Pacheco charged the National Museum has not succeeded in its sphere collection effort, which, since 1998, has gathered an amount of spheres comparable to the number of families who contacted him to turn in their spheres since the start of his campaign: 15. “They have focused their collection (project) in an ineffective manner, as though people have parts of the national heritage and shouldn’t (have them).What has resulted is that people hide them,” Pacheco said.
Calvo explained to The Tico Times that unless you can prove ownership of a pre-Columbian stone sphere dates back to before 1938, for example through an inheritance in a will, it is against the law to have one in your home.
Calvo claims the National Museum has had no problem gathering stone spheres since it started its project in the late 1990s, obtaining approximately 20 spheres since then. Additionally, before the museum could receive 15 more from Pacheco, it would need to analyze where they could go and arrange transportation for them.
The museum conducted an inventory of more than 100 pre-Columbian spheres located in private gardens and public areas stretching from the Southern Zone port city of Golfito to Pérez Zeledón, according to Calvo.
Museum officials do not know how many of these spheres exist nationwide. Calvo said the museum did intend to formally analyze Pacheco’s project, and either accept or reject his collaboration.
After Pacheco’s second ad appeared in La Nación, Museum director Corrales wrote Pacheco a letter, dated June 15, warning him that the law does not allow intermediaries to collect spheres and its violation could lead to sanctions. However, he appeared to be in a rush to collect the spheres and after the third ad appeared, the museum took action against him. Museum officials said they also feared he might damage the original spheres while trying to replicate them. His ad said he would use a wax mold to reproduce the spheres, using a mix of concrete and gravel over a steel-reinforced interior.
Pacheco told The Tico Times the museum never responded to his proposal, and argued that at worst, he might spill a bit of wax on the spheres.

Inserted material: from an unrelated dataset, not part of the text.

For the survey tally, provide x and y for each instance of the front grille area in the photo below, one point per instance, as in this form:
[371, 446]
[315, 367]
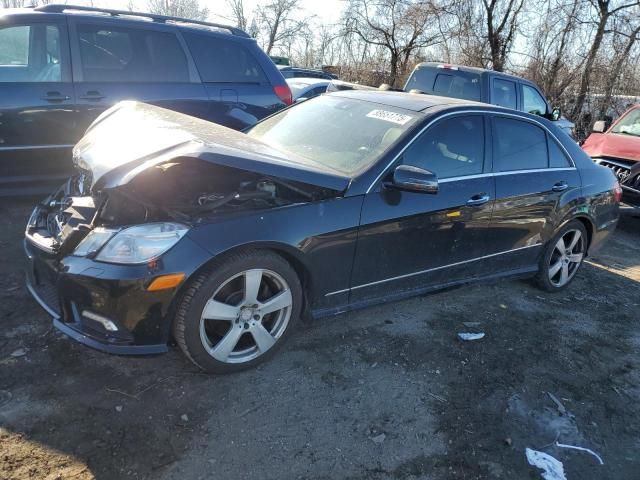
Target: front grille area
[623, 169]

Meanwhile, an unprotected sphere in someone’s backyard is exposed to an array of damaging agents, including children and pets.

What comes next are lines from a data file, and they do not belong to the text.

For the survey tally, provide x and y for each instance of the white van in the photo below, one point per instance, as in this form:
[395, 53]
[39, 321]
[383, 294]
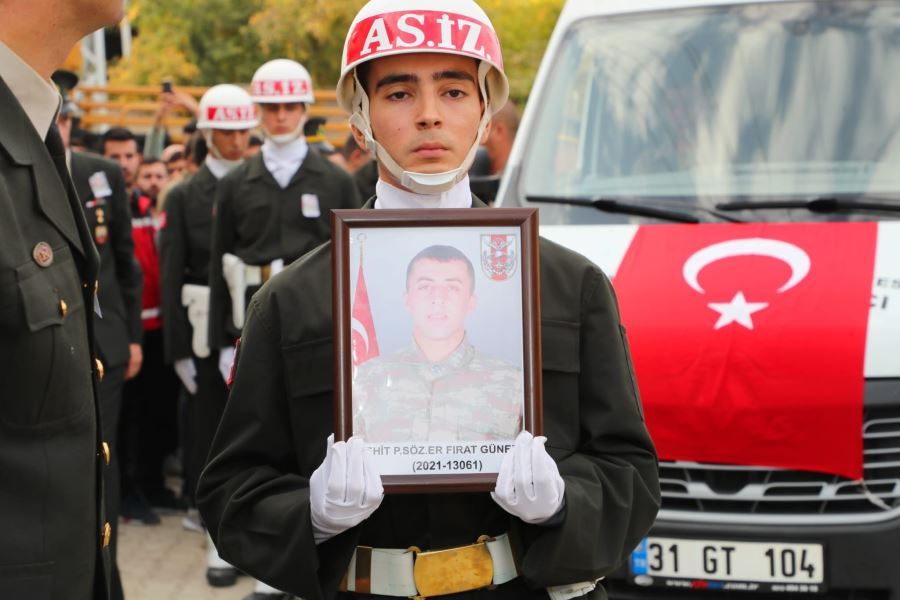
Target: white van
[734, 167]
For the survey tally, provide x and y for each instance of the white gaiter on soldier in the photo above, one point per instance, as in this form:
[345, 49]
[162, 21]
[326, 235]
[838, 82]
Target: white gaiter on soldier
[283, 160]
[388, 196]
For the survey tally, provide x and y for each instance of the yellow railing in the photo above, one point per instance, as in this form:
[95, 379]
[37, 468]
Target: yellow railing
[135, 106]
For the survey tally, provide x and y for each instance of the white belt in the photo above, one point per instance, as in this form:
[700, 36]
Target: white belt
[196, 299]
[412, 573]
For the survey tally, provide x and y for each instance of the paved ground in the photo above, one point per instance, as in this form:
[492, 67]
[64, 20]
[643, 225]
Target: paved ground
[166, 562]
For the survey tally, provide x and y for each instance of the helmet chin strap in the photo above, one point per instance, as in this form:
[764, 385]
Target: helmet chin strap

To return a sphere to the National
Museum, call 233-6886 or e-mail museopp@
racsa.co.cr.
Stone Spheres Remain a Mystery
First introduced to the scientific world by U.S. archaeologist Samuel Lothrop in the country’s Southern Zone in 1948, stone spheres have been found in the jungle, in banana plantations, in the farms and yards of residents of this area, and as far off as Isla del Caño, off the southern Pacific coast (TT, Sept. 27, 1996).
The stone globes range in size from a few inches to almost 3 meters in diameter, and are of highly dense volcanic rock found at higher altitudes. How they came about and what they were used for remains open to debate.
Archaeologists speculate the spheres, also discovered in Mexico in the mid-1960s (TT, Jan. 30, 1998), may have been formed by indigenous peoples submitting chunks of rocks to elevated temperatures and then cooling them quickly. Other experts suggest they are the result of natural processes of lava crystallization.
The method of transportation of the colossal spheres also remains a mystery.
Like the geoglyphs of Nazca, Peru, extraterrestrial intervention has been mentioned to explain the sphere mystery. One popular theory states they served as markers for spaceships touring the Earth.